When I started windsurfing, I had access to a chalet on a lake, a van AND a free board with a full rig. Not everyone has all of these elements. If you have NO place to store it when not in use, or no way to transport it, it becomes quite difficult. There is ALWAYS the alternative: KITING. This is an ever-growing sport in terms of popularity. Lessons are available in many places. It stores in a back pack and as such is easily transported in a car, plane, etc...

Should you decide that windsurfing MIGHT still be for you, well then READ ON... :-)

When I got my board, it was about ten(10) years old, I did NOT know of any lessons in town AND there was no opportunity to rent either. RENTING is a bit tricky even today cuz some of the places have "junk" AND are in bad locations - example: Parc Jean Drapeau in Montreal. Junk stuff on a little lake. On the other hand, the lake near Ste-Agathe seemed to have decent equipment on an okay lake and the APVM has decent stuff to rent - you just have to transport it. Just checkout this link:

Windsurf lessons are even trickier. I did not know of NO windsurf lessons in Montreal. BUT NOW THERE IS !! There are professionals who give lessons. Names like Guy Cribb, Dasher, and even Matt n Kevin Pritchard !! If you have the $$, you can go to exotic places and get lessons in nice warm water. Even our local shop auventfou arranges trips with lessons. Yvan explained to me that these islands are ALL about windsurfing. So, it sounds like an all or none experience. I give lessons to friends and family, but few of these people have been bitten by the bug. Always the issue of access, storage and transportation.

Let us assume you still have the will - what to start with ??

No, do not run out and buy the full kit n rig and rush it to the water. There are many aspects that can be learned from the comfort of our armchairs, deskchairs and/or sofas. There is a lot of lingo and concepts that need to be understood before going on the water. My lessons ALWAYS start on shore. Some places actually use what they call "land simulators" where a board on land can pivot about with sail movements. Before going on the water, the equipment needs to be adjusted to the person, they need to understand some basic concepts, try some simple stuff and THEN it is off to the water WITHOUT the sail. Yep, that's right - balance is an important factor. I tried to "teach" one determined fellow, but he lacked the strength and the balance. You do not need to be Mr. Muscle, but you do need some strength, some co-ordination and some balance. Others complain about their backs - strength and technique can usually overcome this, but if you have a bad back, you may want to reconsider...
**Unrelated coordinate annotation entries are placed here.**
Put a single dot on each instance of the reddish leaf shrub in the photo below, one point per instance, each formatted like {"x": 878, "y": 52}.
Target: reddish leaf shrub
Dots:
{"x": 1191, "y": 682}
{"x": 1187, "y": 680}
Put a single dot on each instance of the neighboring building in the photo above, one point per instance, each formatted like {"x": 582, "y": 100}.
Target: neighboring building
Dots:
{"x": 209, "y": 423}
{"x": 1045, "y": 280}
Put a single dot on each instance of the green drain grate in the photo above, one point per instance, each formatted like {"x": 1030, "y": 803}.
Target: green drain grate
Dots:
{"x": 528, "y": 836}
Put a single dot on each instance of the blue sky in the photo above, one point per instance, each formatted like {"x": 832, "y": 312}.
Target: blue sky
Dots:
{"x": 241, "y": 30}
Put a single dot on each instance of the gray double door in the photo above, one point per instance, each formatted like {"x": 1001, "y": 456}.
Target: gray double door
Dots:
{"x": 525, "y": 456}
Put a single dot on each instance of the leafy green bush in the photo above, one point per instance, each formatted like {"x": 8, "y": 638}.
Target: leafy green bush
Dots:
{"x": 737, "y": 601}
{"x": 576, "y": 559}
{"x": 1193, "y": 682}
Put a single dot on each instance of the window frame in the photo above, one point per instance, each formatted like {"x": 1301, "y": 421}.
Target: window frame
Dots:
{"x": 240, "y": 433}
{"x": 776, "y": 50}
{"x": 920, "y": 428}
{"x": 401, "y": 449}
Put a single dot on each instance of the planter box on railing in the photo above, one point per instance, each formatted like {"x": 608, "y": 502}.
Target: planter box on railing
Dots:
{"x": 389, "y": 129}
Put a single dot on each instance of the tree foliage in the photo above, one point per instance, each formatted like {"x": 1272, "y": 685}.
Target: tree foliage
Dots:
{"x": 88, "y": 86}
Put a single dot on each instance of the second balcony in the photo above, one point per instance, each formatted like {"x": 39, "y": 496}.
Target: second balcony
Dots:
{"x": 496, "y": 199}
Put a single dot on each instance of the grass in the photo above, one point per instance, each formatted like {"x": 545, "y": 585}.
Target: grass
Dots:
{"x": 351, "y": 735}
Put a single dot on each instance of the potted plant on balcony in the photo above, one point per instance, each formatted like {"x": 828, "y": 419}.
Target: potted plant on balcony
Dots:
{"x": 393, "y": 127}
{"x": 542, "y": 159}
Before I discourage you completely, let me tell you that if you love water {you then probably know how to swim}, you are gonna have a BLAST. It seems complicated and requires patience, but is a true riot on water. My favourite part is that there is NO motor. 

So, before we speak about equipment, what are some information sources. I used to read magazines and still do, but have lost confidence in their tests. Many suppliers are complaining about these tests more n more. In a world of advertising, don't the big guns always win ? In other words , read em with a grain of salt. Also, the equipment of today just seems GREAT. I read Windsurfing Magazine and WindSport (as of 2015 NEITHER of these magazines exist - Windsurfing NOW is just starting up)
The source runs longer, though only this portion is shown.